I recently got some of Lonely Planet's World Food guides. (My series overview for Food, Bound can be found here.) Though these books are mainly travel guides, they do include recipes. I was reading the World Food guide to Thailand when I stumbled across a recipe for "Kung Phat Khing" or "Prawns Stir-fried in Ginger." It looked tasty and simple, and it called for a combination of soy sauce and fish sauce. According to the guide, it's a Chinese-style dish adapted to Thai-style cooking. Because it looked so delicious and simple, I grabbed the book and took it into the kitchen for a really off-the-cuff brunch.
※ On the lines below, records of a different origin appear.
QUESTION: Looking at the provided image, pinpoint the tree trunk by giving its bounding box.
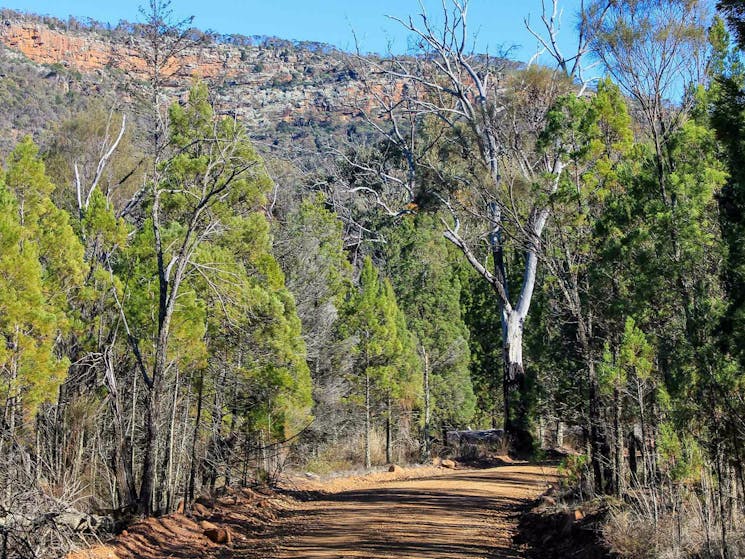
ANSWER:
[502,311,533,453]
[185,371,204,503]
[138,387,158,514]
[365,374,372,469]
[613,386,625,499]
[422,348,432,459]
[385,395,393,464]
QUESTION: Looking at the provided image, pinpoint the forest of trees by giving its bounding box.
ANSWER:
[0,0,745,559]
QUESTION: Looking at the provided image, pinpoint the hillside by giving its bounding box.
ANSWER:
[0,10,372,156]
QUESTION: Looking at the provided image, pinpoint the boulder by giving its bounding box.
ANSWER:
[191,503,210,516]
[204,528,233,545]
[541,495,556,507]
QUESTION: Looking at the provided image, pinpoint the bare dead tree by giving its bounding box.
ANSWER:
[342,0,602,445]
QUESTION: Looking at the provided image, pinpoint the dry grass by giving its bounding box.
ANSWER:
[603,490,745,559]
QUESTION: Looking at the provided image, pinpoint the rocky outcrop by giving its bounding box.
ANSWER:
[0,14,370,135]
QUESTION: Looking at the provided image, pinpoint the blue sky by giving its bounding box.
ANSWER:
[5,0,579,60]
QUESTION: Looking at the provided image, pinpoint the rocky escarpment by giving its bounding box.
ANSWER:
[0,10,372,139]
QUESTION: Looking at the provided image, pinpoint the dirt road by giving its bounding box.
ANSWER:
[264,465,555,559]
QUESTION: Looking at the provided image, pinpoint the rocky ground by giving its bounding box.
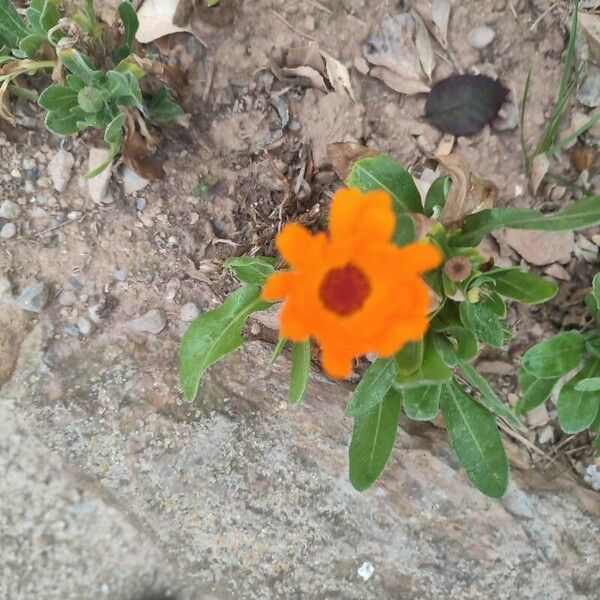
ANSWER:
[0,0,600,600]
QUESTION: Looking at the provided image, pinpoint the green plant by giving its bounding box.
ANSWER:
[0,0,183,177]
[180,145,600,498]
[516,274,600,456]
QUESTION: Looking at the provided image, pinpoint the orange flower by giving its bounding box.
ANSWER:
[262,188,442,378]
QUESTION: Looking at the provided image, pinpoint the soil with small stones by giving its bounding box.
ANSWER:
[0,0,597,488]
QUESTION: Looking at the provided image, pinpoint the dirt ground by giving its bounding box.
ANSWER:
[0,0,595,524]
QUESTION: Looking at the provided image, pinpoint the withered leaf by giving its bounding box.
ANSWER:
[425,75,508,135]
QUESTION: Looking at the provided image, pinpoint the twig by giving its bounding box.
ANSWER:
[304,0,333,15]
[271,8,316,42]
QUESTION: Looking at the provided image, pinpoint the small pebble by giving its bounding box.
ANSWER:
[15,281,49,313]
[0,223,17,240]
[0,200,21,220]
[181,302,200,323]
[130,308,167,335]
[58,290,77,306]
[467,25,496,50]
[77,317,93,335]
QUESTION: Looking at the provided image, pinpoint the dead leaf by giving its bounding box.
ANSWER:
[436,154,498,225]
[281,66,328,93]
[122,112,165,181]
[135,0,192,44]
[369,67,431,96]
[285,43,326,75]
[363,13,425,82]
[529,154,550,195]
[321,50,356,102]
[327,142,379,181]
[412,11,435,81]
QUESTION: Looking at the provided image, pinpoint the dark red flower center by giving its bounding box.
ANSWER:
[319,264,371,317]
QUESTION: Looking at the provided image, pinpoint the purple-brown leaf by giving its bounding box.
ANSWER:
[425,75,508,135]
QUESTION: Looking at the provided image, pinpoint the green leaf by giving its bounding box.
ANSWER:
[224,256,277,285]
[179,286,270,400]
[38,83,77,111]
[459,301,504,348]
[492,271,558,304]
[271,338,287,364]
[58,48,99,85]
[288,340,310,404]
[523,331,585,379]
[441,381,508,498]
[396,340,424,377]
[515,369,558,415]
[344,154,423,213]
[346,357,398,417]
[394,334,452,391]
[148,87,184,123]
[425,175,452,217]
[0,0,29,48]
[402,384,442,421]
[349,389,402,492]
[557,358,600,433]
[575,377,600,392]
[454,196,600,246]
[459,363,523,431]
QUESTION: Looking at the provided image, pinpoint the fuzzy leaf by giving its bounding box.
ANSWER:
[441,381,508,498]
[349,389,402,491]
[425,75,508,135]
[344,154,423,213]
[179,285,270,400]
[523,331,585,379]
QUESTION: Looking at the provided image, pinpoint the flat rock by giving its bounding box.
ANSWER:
[504,229,575,266]
[129,308,167,335]
[15,281,50,313]
[48,148,75,193]
[0,200,21,220]
[88,148,114,204]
Stir-fry some chopped garlic and ginger in vegetable oil until golden. Then add three tablespoons chicken stock, one and a half tablespoons fish sauce, one tablespoon soy sauce and half a teaspoon sugar. Cook until bubbling, then add eight large shrimp (shelled), eight straw mushrooms and two scallions (sliced into two and a half inch lengths). Add a sliced hot chili at this stage for more heat, if you like. Stir-fry until the shrimp are opaque, then serve.
I made minor substitutions of porcini soaking water for the chicken stock and sliced button mushrooms for straw mushrooms. The final result was very tasty. The combination of the fish sauce, soy sauce and porcini water gave the sauce an extra savor of a quality that I usually find in beef stir-fries.